Ces derniers temps le dossier du 28 septembre 2009 a connu une évolution avec l’arrestation et l’extradition du Commandant Toumba Diakité vers Conakry. Mais bon nombre d’observateurs expriment des inquiétudes sur la gestion du dossier par les autorités judiciaires. C’est le cas du porte- parole du Parti de l’Espoir pour le Développement Nationale (PEDN), François Bourouno.
« Moi j’ai des inquiétudes et le PEDN a beaucoup d’inquiétudes par rapport à la façon dont le dossier est en train d’être géré», déclare François Bourouno sur les GG de la radio Espace FM.
Selon le porte-parole du PEDN, la punition est quelque chose de très important. « Mais, dira-t-il, nous voulons que les gens se servent des exemples des sanctions qui seront infligées aux acteurs qui seront identifiés pour que désormais de tels crimes ou de tels actes ne soient plus commis dans notre pays ».

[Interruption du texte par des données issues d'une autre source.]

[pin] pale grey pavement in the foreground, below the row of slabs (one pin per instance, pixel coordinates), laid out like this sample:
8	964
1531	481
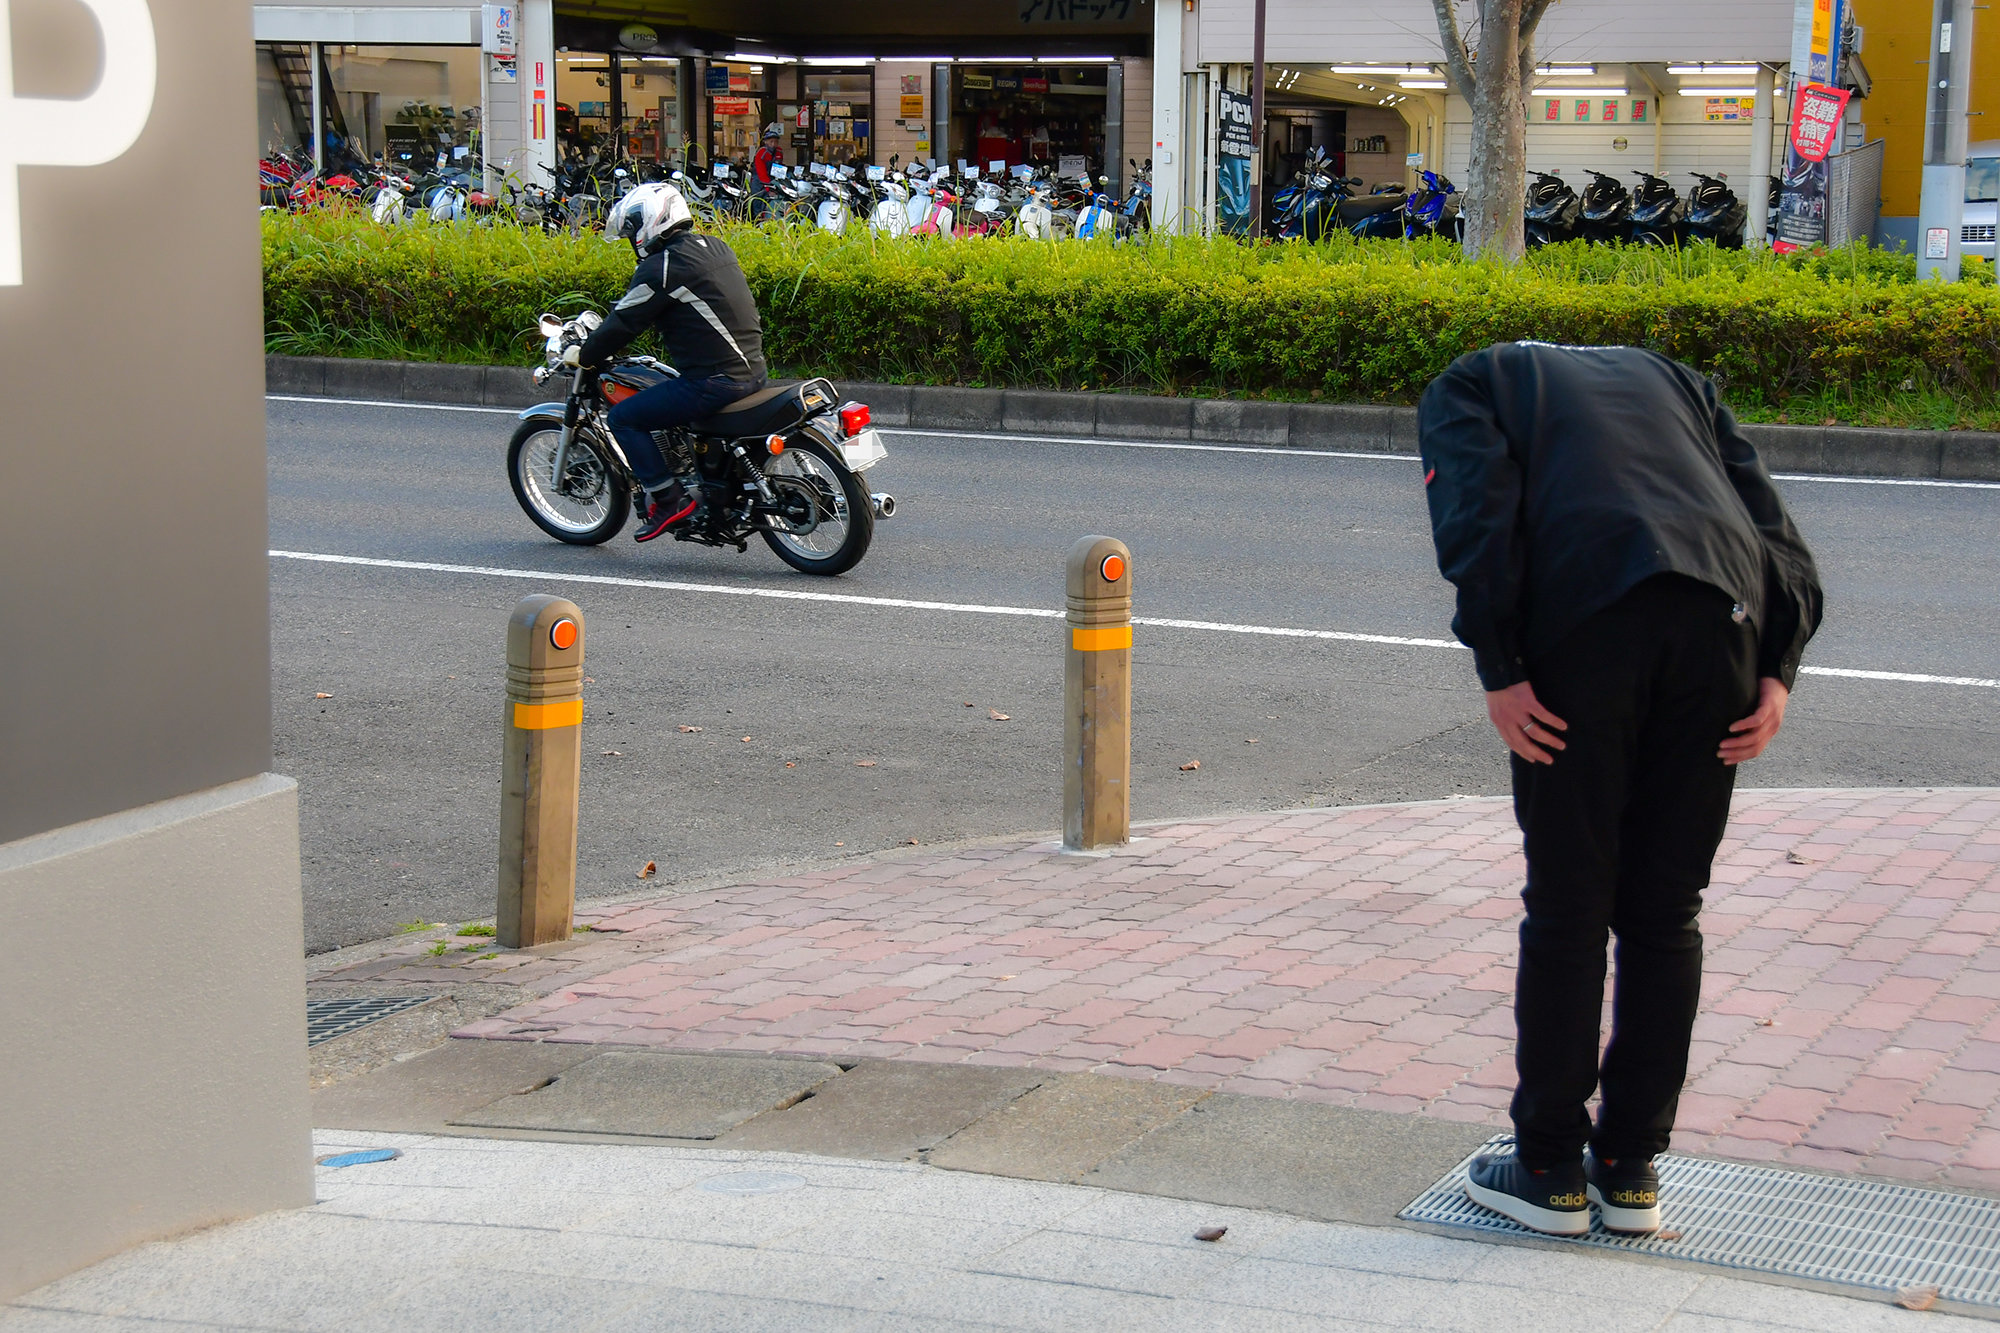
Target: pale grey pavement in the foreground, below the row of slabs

Et de poursuivre : «Aujourd’hui dans la gestion de ce dossier on a l’impression que l’Etat est en train de parrainer l’impunité et en même temps parrainer des véritables acteurs ou supposés acteurs qui auraient apporté beaucoup d’informations pour avoir la manifestation de la vérité dans ce dossier. »
Pour appuyer ses arguments, François Bourouno s’est interrogé sur le non retour de Dadis en Guinée. Selon lui, il ne doit pas y avoir d’obstacle pour le retour de Dadis : « Il (Dadis, ndlr) a été président de ce pays. Il doit venir c’est chez lui. C’est un citoyen guinéen ».